II. Competia ao Recorrido trazer factos novos que infirmassem os factos indiciariamente assentes na sentença que decretou o Arresto. E tais factos foram trazidos e demonstraram que o Recorrido, apesar da gerência de direito registada, não teve nenhuma intervenção na gestão da devedora principal.
III. Os depoimentos prestados pelas testemunhas (pessoas que intervieram na vida da sociedade) foram claros, precisos e permitiram o cabal esclarecimento da situação factual existente, tendo sido devidamente valorados e apreciados pelo Mmo. Juiz “a quo”, ao abrigo do princípio da livre apreciação e valoração da prova.
IV. A Recorrente alega que os depoimentos foram imprecisos, duvidosos e pouco esclarecedores, no entanto, limita-se a remeter para as gravações sem indicar de forma exaustiva qual ou quais as partes dos depoimentos que considera como duvidosos e pouco esclarecedores, não transcreve esses mesmos depoimentos nem indica em que suporte de gravação e em que andamento poderão os mesmos ser escutados.
V. O Mmo. Juiz a quo ao, indiciariamente, considerar assentes os factos que fundamentam a decisão de redução do arresto, faz indicação concreta das testemunhas e de que forma as mesmas foram suficientemente claras na discrição da realidade.
VI. A douta sentença não está, deste modo em contradição com os factos indiciariamente assentes. Como também não está em relação ao fundamento do Arresto - as dívidas tributárias - porquanto, este foi temporalmente balizado pela Administração Tributária no seu requerimento inicial ao reportar-se às dívidas de 2004, 2005 e 2006 relativas a IVA e IRC, sem que tenha tido em consideração qualquer outro ano de exercício. Por isso, não se compreende como pode a Recorrente alegar que foram invocados outros anos que não foram considerados pela douta sentença quando não os invocou.

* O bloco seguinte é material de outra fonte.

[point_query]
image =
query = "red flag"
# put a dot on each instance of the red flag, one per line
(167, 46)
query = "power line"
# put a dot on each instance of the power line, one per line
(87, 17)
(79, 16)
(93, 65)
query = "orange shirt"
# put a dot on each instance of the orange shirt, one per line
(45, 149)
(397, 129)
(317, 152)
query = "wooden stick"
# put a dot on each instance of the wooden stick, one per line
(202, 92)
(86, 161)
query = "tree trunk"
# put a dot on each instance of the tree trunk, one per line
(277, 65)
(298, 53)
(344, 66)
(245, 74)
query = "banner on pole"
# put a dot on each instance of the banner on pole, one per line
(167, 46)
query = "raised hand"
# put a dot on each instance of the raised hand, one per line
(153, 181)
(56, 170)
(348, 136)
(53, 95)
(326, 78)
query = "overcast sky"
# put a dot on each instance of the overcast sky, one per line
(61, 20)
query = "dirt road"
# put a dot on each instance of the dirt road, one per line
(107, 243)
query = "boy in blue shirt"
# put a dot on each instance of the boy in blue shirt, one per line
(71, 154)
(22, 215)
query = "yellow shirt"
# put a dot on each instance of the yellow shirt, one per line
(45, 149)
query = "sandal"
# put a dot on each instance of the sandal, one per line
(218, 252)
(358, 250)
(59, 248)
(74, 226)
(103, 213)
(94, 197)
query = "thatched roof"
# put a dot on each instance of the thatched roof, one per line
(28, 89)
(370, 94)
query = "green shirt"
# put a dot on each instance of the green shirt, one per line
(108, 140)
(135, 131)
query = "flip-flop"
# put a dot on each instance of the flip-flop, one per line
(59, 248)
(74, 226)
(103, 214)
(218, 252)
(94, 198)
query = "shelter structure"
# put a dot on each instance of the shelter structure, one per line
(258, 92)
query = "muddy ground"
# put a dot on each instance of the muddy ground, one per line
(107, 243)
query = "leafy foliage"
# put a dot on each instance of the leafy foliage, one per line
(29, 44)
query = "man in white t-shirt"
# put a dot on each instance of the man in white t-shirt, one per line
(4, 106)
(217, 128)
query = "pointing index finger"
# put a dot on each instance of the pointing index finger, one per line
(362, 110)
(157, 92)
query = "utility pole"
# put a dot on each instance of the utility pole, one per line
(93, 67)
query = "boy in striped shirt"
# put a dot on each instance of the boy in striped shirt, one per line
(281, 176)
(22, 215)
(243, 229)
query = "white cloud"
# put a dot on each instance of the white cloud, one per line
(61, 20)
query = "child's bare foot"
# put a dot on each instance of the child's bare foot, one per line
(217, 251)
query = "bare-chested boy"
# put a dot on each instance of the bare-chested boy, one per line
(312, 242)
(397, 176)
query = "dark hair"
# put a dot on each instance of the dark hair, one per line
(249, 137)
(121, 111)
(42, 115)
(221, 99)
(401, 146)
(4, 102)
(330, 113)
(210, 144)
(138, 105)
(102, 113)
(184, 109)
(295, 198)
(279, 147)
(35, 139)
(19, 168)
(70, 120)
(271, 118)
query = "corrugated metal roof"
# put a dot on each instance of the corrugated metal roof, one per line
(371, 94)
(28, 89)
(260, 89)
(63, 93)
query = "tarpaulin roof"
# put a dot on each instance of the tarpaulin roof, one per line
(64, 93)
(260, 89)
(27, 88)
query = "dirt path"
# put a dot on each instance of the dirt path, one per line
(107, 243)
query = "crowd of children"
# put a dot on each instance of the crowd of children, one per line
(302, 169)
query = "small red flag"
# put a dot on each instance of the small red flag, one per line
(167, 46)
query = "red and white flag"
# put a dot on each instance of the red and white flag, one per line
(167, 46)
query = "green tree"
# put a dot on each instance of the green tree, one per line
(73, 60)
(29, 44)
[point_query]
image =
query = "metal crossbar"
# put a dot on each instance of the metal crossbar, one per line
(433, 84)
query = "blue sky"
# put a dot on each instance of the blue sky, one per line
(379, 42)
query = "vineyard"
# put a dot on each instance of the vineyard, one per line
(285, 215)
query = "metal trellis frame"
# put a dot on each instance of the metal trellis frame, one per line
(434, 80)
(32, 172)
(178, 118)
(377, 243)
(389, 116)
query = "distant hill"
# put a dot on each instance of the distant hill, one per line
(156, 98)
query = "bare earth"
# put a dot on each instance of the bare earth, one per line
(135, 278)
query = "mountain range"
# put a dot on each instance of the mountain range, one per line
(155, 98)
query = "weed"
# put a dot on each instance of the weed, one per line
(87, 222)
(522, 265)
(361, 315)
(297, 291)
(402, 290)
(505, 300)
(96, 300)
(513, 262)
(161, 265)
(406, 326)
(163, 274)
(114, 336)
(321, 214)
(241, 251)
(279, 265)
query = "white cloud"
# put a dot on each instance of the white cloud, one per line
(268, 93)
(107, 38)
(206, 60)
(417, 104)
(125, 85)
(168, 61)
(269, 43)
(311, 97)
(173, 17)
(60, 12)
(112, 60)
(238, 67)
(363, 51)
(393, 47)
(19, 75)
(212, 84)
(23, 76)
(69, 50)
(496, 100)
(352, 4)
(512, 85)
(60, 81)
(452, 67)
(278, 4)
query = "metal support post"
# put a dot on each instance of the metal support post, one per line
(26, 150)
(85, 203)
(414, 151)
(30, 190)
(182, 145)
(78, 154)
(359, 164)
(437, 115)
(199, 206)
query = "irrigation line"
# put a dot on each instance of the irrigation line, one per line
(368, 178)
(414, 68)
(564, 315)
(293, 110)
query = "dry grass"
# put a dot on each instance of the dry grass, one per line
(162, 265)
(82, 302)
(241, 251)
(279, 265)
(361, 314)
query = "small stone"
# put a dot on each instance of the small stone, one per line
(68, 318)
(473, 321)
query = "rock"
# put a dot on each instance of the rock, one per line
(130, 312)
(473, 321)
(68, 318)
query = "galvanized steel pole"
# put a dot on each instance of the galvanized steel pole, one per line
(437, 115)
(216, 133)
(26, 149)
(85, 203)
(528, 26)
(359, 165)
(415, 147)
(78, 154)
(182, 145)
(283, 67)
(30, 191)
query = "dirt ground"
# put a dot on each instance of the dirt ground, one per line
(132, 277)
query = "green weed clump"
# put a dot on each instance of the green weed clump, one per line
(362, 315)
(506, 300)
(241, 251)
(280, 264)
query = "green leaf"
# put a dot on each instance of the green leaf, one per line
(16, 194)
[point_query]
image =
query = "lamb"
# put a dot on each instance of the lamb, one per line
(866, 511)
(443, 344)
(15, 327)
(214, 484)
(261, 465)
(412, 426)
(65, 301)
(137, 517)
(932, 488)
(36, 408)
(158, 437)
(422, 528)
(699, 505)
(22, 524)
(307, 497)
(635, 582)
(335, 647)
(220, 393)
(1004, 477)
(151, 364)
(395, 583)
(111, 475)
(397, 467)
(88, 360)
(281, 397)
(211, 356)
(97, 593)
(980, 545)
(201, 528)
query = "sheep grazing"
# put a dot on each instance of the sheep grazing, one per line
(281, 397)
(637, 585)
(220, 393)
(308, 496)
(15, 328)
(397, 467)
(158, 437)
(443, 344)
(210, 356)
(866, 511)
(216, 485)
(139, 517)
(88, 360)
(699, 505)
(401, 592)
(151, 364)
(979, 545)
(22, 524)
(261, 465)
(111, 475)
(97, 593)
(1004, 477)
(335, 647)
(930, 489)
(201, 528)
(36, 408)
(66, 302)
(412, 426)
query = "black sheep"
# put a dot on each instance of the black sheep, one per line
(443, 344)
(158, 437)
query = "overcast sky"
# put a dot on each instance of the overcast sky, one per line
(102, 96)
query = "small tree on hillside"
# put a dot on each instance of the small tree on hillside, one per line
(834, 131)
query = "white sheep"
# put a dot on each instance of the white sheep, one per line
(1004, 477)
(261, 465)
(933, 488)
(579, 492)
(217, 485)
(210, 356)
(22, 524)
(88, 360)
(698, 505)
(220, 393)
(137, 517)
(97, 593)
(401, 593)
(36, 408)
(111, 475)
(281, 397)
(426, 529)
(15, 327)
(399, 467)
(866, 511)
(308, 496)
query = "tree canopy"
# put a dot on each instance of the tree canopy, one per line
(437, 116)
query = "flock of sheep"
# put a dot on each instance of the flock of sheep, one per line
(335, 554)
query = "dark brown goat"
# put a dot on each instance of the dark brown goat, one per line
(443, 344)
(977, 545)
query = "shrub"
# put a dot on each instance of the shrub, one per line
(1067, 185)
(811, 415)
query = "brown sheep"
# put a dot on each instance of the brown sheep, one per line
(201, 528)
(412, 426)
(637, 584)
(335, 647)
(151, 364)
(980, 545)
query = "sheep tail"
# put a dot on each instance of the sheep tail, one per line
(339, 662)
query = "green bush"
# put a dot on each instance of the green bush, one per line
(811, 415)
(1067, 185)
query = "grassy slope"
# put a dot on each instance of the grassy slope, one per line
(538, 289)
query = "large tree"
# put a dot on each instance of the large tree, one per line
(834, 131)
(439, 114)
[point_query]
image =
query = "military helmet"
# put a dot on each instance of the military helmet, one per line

VII. Pretende a Recorrente defender a sua posição invocando uma suposta presunção legal - a do registo da renúncia - e que o Recorrido não fez prova em contrário da mesma. A presunção legal decorrente do registo não permite que se tire ilações de outra natureza que não aquela que o registo demonstra. Ou seja, o facto de existir uma gerência registada - gerência de direito - não permite presumir que há uma gerência de facto - a presunção da gerência de facto é uma presunção jurídica, construída com base na experiência e realidade factual, logo compete à Fazenda Pública, aqui Recorrente, provar factos dos quais decorre o exercício efectivo da gerência. “Ninguém beneficia de uma presunção judicial porque ela não está à partida estabelecida, resultando só do raciocínio do juiz feito em cada caso que lhe é submetido” (Ac. TCA Sul de 03-11-2009, processo n.º 03412/09).
VIII. Quer isto dizer que não pode a Recorrente presumir que quem tem a qualidade de gerente de direito, tem a qualidade de gerente de facto, porque tal decorre da realidade concreta dos factos que são colocados à disposição do julgador. A esta questão não é alheia a vasta jurisprudência dos tribunais superiores que por diversas vezes decidiram que a gerência de direito não implica a gerência -de facto, logo, ainda que esteja registado uma gerência de direito, se a mesma não é exercida de facto não poderá ser enquadrada nos requisitos legais do n.º 1 do art. 24º da LGT, porquanto o mecanismo da responsabilidade subsidiária só se verifica quando se verifica a existência de gerência de facto, ou seja, o real e efectivo exercício da gestão da empresa. (vd. Acs. STA, Pleno da Secção do Contencioso Tributário, de 28/02/2007, proc. n.º 01132/06; STA de 10/12/2008, proc. n.º 0861/08; STA de 11/03/2009, proc. n.º 0709/08, TCAN de 27-03-08, proc. n.º 67/03).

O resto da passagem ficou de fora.